Probably most of us use Shay's 'hand of god' (HOG) method of
uncoupling knuckle couplers. I have the super magnets under
most of my spur and yard tracks, but inevitably,I'll want to
uncouple where there is none.

My most active yard has them. But I find
that I can use the HOG as I sit facing the lead, uncouple, then. offsetting
the knuckles so they don't recouple, push the car to it's destination
in the yard.

The key to making your own HOG wand is to file or grind one end to
a tiny flat 'point' that will fit into the small space where the knuckles
are interlocked. Once in, a twist will open the knuckles.
It does take practice tho...and some couplers will be be stubborn.

Don


----------



## CTValleyRR (Jul 26, 2014)

As with so many things in this hobby, there is no right answer, just what works for the individual.

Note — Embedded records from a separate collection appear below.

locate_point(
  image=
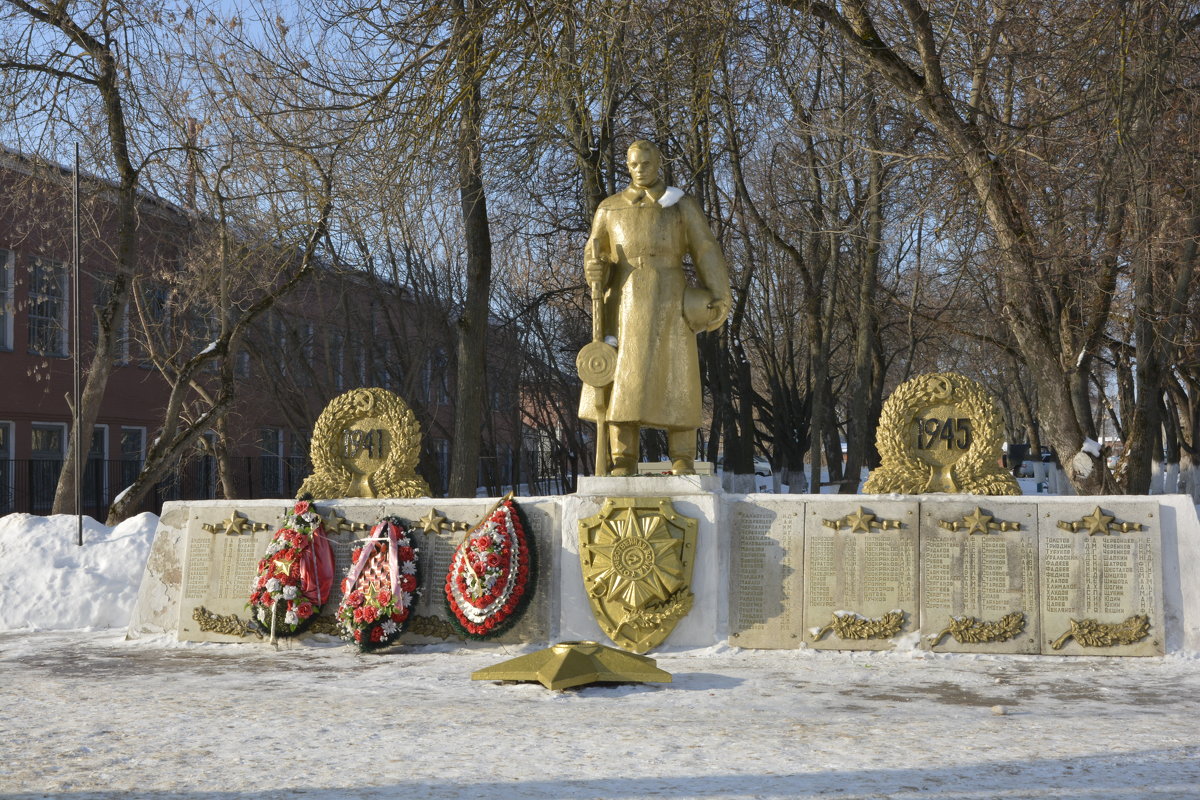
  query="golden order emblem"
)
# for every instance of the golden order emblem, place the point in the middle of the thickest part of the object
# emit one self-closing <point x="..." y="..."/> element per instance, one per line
<point x="366" y="444"/>
<point x="940" y="433"/>
<point x="637" y="555"/>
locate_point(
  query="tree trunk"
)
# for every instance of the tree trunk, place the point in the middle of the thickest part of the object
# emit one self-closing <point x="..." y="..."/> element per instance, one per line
<point x="861" y="426"/>
<point x="472" y="324"/>
<point x="108" y="324"/>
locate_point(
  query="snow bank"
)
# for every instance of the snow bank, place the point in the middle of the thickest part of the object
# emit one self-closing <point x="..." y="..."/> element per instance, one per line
<point x="47" y="582"/>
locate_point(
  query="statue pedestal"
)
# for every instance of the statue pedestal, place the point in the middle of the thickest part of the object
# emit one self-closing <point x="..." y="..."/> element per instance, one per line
<point x="693" y="495"/>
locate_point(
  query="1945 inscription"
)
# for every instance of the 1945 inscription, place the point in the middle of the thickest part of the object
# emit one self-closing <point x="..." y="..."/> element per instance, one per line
<point x="953" y="433"/>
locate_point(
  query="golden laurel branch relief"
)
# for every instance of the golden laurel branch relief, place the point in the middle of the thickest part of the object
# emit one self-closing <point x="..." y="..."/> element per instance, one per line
<point x="336" y="523"/>
<point x="637" y="555"/>
<point x="223" y="624"/>
<point x="969" y="630"/>
<point x="366" y="444"/>
<point x="977" y="522"/>
<point x="861" y="522"/>
<point x="1099" y="523"/>
<point x="235" y="525"/>
<point x="846" y="625"/>
<point x="327" y="625"/>
<point x="940" y="433"/>
<point x="1092" y="633"/>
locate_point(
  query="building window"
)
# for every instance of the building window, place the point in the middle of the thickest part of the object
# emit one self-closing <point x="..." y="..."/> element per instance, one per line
<point x="48" y="307"/>
<point x="49" y="446"/>
<point x="133" y="444"/>
<point x="6" y="304"/>
<point x="95" y="475"/>
<point x="6" y="485"/>
<point x="270" y="445"/>
<point x="433" y="380"/>
<point x="442" y="462"/>
<point x="154" y="311"/>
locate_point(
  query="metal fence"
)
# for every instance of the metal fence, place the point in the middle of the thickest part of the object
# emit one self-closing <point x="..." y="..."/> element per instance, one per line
<point x="28" y="485"/>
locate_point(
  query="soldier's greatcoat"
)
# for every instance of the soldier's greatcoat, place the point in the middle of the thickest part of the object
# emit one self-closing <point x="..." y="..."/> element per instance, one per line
<point x="657" y="383"/>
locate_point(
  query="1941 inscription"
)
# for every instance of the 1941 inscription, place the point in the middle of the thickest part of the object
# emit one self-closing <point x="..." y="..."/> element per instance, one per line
<point x="354" y="441"/>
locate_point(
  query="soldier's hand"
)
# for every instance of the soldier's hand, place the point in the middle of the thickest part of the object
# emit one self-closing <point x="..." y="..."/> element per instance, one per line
<point x="720" y="307"/>
<point x="595" y="271"/>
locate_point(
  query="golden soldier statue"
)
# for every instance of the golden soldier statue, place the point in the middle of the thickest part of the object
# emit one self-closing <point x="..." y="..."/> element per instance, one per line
<point x="645" y="308"/>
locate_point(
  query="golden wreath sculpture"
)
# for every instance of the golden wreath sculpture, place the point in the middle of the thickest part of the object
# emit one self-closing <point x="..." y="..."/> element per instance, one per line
<point x="940" y="432"/>
<point x="366" y="444"/>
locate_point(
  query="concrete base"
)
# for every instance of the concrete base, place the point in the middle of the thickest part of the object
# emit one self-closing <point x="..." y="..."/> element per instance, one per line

Personally, I prefer the handheld variety for their ease of construction and versatility. I tried the Rix magnetic uncouplers, but found I prefer a grocery store bamboo skewer. I cut them in hal and use a 3" length of 3/8" dowel to make a handle.


----------



## Cycleops (Dec 6, 2014)

I prefer magnets. They aren't always going perfectly but I like the hands off approach as opposed to the HOG.


----------



## shaygetz (Sep 23, 2007)

I have a Rix Pix...the trouble is that I use a lot of vintage equipment with steel hand rails and ladders that make for interesting uncoupling moves when one of those magnets grabs a detail.


----------